Understanding time difference between finetuning and training the last layer with frozen weights

miguelgfierro · December 5, 2017, 8:37am

Hi,

I want to compare the performance of a dataset using finetuning and training the last layer with frozen weights of ResNet18. I’m using a dataset of The Simpsons, which has 20 classes, with 20.000 images, with between 300 and 1000 examples per class.

When I compare the accuracy, when finetunning I get 91% vs freeze and train that I get 62%, which looks good. However, the training time in finetunning is 17 min (using 4 NVIDIA M60 GPUs) and the training time in freeze and train is 16min. Shouldn’t the freeze and train example be much faster?

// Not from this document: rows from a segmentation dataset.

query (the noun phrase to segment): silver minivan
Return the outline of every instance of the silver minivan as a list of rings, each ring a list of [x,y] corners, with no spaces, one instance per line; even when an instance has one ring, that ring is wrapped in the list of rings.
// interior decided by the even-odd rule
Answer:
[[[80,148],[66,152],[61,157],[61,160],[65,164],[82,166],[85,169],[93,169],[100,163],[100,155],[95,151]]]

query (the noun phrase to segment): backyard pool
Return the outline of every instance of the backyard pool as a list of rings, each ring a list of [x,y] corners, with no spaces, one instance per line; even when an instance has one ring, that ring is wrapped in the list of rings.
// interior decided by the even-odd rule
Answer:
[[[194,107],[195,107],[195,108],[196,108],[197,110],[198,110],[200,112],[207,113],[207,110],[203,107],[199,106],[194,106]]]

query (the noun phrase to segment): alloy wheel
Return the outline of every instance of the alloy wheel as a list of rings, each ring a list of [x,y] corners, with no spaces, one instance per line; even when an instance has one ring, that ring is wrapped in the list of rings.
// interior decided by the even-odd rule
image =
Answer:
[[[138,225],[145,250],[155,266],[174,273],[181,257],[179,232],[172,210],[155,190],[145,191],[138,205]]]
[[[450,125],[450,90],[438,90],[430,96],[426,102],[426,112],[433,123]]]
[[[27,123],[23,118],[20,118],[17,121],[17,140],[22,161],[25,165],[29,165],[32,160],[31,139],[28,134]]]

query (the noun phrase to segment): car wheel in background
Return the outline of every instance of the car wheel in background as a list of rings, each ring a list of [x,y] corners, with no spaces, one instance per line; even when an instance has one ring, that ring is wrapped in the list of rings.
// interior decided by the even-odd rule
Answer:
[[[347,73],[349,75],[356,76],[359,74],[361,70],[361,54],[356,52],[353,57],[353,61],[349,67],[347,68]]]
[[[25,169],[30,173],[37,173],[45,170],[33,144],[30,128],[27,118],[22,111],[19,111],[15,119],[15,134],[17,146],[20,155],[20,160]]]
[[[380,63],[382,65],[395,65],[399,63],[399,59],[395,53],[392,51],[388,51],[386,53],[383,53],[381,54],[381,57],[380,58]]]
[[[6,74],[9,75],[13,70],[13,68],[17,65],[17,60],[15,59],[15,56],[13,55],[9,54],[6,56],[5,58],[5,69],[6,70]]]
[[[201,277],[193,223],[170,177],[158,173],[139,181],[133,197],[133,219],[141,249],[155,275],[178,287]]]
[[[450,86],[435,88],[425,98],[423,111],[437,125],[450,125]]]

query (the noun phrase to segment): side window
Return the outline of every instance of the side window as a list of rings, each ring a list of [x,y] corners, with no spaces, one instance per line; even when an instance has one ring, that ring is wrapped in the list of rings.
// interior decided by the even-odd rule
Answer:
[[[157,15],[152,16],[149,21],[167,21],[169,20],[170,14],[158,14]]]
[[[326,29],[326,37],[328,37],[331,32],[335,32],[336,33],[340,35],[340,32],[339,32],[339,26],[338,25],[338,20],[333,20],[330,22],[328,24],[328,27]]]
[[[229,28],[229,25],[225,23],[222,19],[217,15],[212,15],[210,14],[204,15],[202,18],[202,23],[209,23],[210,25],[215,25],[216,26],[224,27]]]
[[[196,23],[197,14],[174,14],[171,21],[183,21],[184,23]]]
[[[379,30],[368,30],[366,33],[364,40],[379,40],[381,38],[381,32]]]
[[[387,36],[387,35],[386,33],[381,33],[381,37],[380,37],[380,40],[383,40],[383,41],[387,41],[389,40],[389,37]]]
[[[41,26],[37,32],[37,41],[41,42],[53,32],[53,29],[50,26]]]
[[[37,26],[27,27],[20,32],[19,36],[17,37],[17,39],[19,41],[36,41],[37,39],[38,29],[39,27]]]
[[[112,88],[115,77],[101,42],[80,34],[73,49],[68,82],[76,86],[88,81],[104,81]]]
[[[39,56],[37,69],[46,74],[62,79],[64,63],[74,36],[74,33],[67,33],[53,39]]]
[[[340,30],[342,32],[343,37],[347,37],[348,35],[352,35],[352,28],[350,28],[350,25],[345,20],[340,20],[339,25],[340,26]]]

The code for finetuning is:

def finetune(dataloaders, model_name, sets, num_epochs, num_gpus, lr, momentum, lr_step, lr_epochs):
    num_class = len(dataloaders[sets[0]].dataset.class_to_idx)
    model_ft = models.__dict__[model_name](pretrained=True)
    num_ftrs = model_ft.fc.in_features
    model_ft.fc = nn.Linear(num_ftrs, num_class)
    if num_gpus > 1: 
        model_ft = nn.DataParallel(model_ft)
    model_ft = model_ft.cuda()
    criterion = nn.CrossEntropyLoss()
    optimizer = SGD(model_ft.parameters(), lr=lr, momentum=momentum)
    exp_lr_scheduler = lr_scheduler.StepLR(optimizer, step_size=lr_epochs, gamma=lr_step)
    model_ft = train_model(dataloaders, model_ft, sets, criterion, optimizer, exp_lr_scheduler, num_epochs=num_epochs)
    return model_ft

the code for freeze and train is:

def freeze_and_train(dataloaders, model_name, sets, num_epochs, num_gpus, lr, momentum, lr_step, lr_epochs):
    num_class = len(dataloaders[sets[0]].dataset.class_to_idx)
    model_conv = models.__dict__[model_name](pretrained=True)
    for param in model_conv.parameters(): #params have requires_grad=True by default
        param.requires_grad = False
    num_ftrs = model_conv.fc.in_features
    model_conv.fc = nn.Linear(num_ftrs, num_class)
    if num_gpus > 1: 
        model_conv = nn.DataParallel(model_conv)
    model_conv = model_conv.cuda()
    criterion = nn.CrossEntropyLoss()
    if num_gpus > 1:
        params = model_conv.module.fc.parameters()
    else:
        params = model_conv.fc.parameters()
    optimizer = SGD(params, lr=lr, momentum=momentum)
    exp_lr_scheduler = lr_scheduler.StepLR(optimizer, step_size=lr_epochs, gamma=lr_step)
    model_conv = train_model(dataloaders, model_conv, sets, criterion, optimizer, exp_lr_scheduler, num_epochs=num_epochs)
    return model_conv

The train_model function is based on the pytorch tranfer learning tutorial and can be found here. The complete code is here.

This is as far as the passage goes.